Monopolbildung, Steuervermeidung, Ausbeutung: All das hatte er stets sofort lieferbar auf Lager. Nun tritt Jeff Bezos als Vorstandschef von Amazon ab. Im TITANIC-Interview berichtet er von seinen Plänen als Prime-Rentner und erstellt für sein bisheriges Leben eine Kundenrezension.

TITANIC: Vielen Dank, Herr Bezos, dass Sie uns dieses Interview ermöglichen! 

Bezos: Ich bin mittlerweile so reich, dass ich es mir sogar leisten kann, mit Leuten wie Ihnen Zeit zu verplempern.

TITANIC: Ihre Offenheit bewerten wir schon mal mit fünf Sternen. Blicken wir kurz zurück: Es geschah 1994 in einer Garage in Seattle … 

Bezos (unterbricht): Ich erinnere mich gut: der Selbstmord von Kurt Cobain.

TITANIC: Wir meinten Ihre Gründung von Amazon. 

Bezos: Ach so! (lacht) Ja, das war auch schlimm.

TITANIC: Nun geben Sie heute, am 5. Juli, genau 27 Jahre später, den Vorstandsvorsitz ab. Bereits Pläne für die Zeit danach? 

Bezos: Was man halt so macht in der Rente mit 57 – gärtnern, spazieren gehen, mit der eignen Rakete zum Mond fliegen. Auf was ich mich jedoch am meisten freue: Endlich nur noch ganz privat und ausschließlich für mich Steuern sparen! 

TITANIC: Gutes Stichwort!

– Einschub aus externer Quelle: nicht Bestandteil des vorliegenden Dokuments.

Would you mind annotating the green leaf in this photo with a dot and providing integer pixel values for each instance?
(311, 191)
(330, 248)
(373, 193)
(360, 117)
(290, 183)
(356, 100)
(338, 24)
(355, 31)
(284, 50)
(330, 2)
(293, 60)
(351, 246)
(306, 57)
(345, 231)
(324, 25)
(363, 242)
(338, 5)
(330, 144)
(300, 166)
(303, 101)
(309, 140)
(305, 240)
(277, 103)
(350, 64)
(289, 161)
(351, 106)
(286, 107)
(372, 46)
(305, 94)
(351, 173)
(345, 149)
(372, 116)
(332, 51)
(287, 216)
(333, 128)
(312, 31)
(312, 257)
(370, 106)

Ist es nicht ein Skandal, dass Amazon trotz riesiger Gewinne in der EU wieder keinen Cent Steuern zahlt? Nach Ihrem Rückzug können Sie es ja frank und steuerfrei zugeben.

Bezos: OMG! Jedes Jahr der gleiche Schmarren, wie wir in Seattle sagen. Es stimmt, wir haben in Europa 44 Milliarden Euro Umsatz gemacht. Eine Rekordsumme, die so nicht mal auf meinem Amazon-Wunschzettel stand … Doch zieht man die Kosten ab, bleibt ein Verlust von 1,2 Milliarden Euro.

TITANIC: Wegen eines Tricks: Sie berechnen den europäischen Amazon-Zentralen überhöhte Kosten für die Nutzung von Lizenzen oder Software.

Bezos: Überhöhte Kosten? Sie haben den freien Markt nicht verstanden: Angebot und Nachfrage. Wir bieten das zu dem Preis an und es wird gekauft.

TITANIC: Ja, nur halt von Ihnen selbst.

Bezos: Wenn ich da ein Sonnen-Kunde-ist-König-Zitat vom Warenstapel lassen darf: Der Markt bin ich! Und außerdem macht den Finanzfirlefanz sowieso mein persönlicher Assistent: Alexa.

TITANIC: Alexa macht Ihre Steuererklärung?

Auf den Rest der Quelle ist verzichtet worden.